政治面と経済面での問題の他に、私はロシアの自然環境に対する中国の脅威にも言及したい。中国企業はシベリアの亜寒帯林を違法伐採により破壊し、中国でのあくなき木材需要を満たそうとしている(“Corruption Stains Timber Trade”; Washington Post; April 1, 2007)。シベリアの広大なタイガは全世界住民の共有財産で、地球環境のうえでもアマゾンの熱帯雨林の劣らず重要である。生物多様性に関しては、ロシア極東地域にはシベリアトラアムールヒョウバイカルアザラシのようによく知られた固有種が生息している。さらに、地球温暖化対策にタイガが果たす役割も、もっと注目されるべきである。亜寒帯林の泥炭土壌は、膨大な二酸化炭素を貯蔵している。無軌道な伐採によって温室効果ガスが大気中に放出されてしまうのである。またアムール川がシベリアの森林からの栄養分を海洋生物に運んでいるので、違法伐採によってオホーツク海の漁業にも被害が及ぶ。

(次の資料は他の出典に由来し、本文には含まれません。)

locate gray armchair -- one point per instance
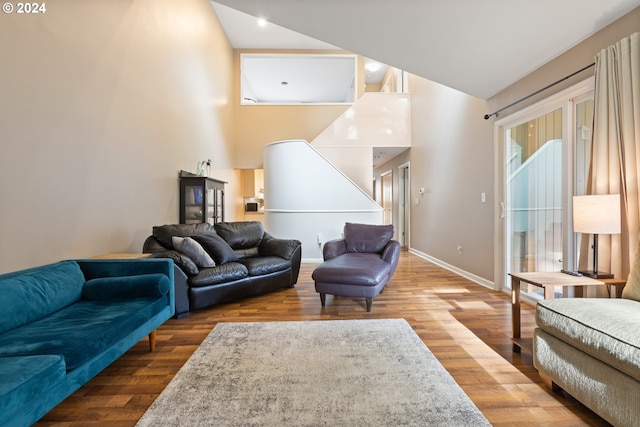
(359, 265)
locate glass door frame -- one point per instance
(565, 100)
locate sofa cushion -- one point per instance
(265, 265)
(164, 233)
(367, 237)
(604, 328)
(217, 247)
(82, 330)
(30, 295)
(24, 378)
(241, 235)
(223, 273)
(193, 250)
(126, 287)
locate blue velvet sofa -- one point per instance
(62, 323)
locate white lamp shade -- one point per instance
(596, 214)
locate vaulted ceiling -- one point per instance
(477, 47)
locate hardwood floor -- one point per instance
(466, 326)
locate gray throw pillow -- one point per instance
(367, 238)
(217, 247)
(193, 250)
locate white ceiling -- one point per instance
(477, 47)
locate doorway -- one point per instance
(403, 205)
(387, 197)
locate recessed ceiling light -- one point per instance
(373, 66)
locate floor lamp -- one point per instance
(596, 214)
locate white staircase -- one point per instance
(312, 190)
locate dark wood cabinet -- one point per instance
(201, 200)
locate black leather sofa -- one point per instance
(247, 261)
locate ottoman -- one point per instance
(357, 275)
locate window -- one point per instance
(297, 79)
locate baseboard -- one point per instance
(470, 276)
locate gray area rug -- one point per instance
(315, 373)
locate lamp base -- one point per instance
(597, 274)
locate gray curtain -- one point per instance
(615, 151)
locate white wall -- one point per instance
(103, 102)
(308, 199)
(452, 159)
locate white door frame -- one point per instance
(404, 205)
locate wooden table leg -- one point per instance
(515, 312)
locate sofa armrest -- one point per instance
(333, 248)
(126, 287)
(391, 254)
(95, 268)
(284, 248)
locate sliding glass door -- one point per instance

ロシアが東アジアの安全保障で果たす役割について語る際に、朝鮮半島は重要な場所である。現在、北朝鮮は新しい指導者キム・ジョンウンの下で、国際的な核不拡散体制に逆らっている。歴史的に見ても朝鮮半島はロシア、中国、日本、アメリカによるグレート・ゲームの舞台である。北朝鮮の非核化に関しては、リチャード・アーミテージ元国防次官補が日本のジャーナリスト春原剛氏とのインタビューでソ連崩壊後のロシアは北朝鮮への影響力が急速に低下したと嘆いている(『日米同盟vs.中国・北朝鮮』; p. 120)。しかしハドソン研究所のリチャード・ワイツ上級研究員は、ウラジーミル・プーチン次期大統領が最近になって北朝鮮ではイラン以上に非核化に積極的に取り組むという論文を出したと指摘している(“Putin’s Grand Plan for Asia”; Diplomat Magazine; March 13, 2012)。それだけの理由はある。ロシアは南北朝鮮鉄道を自国の鉄道網に連結し、韓国にヨーロッパへの貿易ルートを提供しようとしている。またロシアは北朝鮮領内を通るエネルギー資源パイプラインの建設を望んでいる。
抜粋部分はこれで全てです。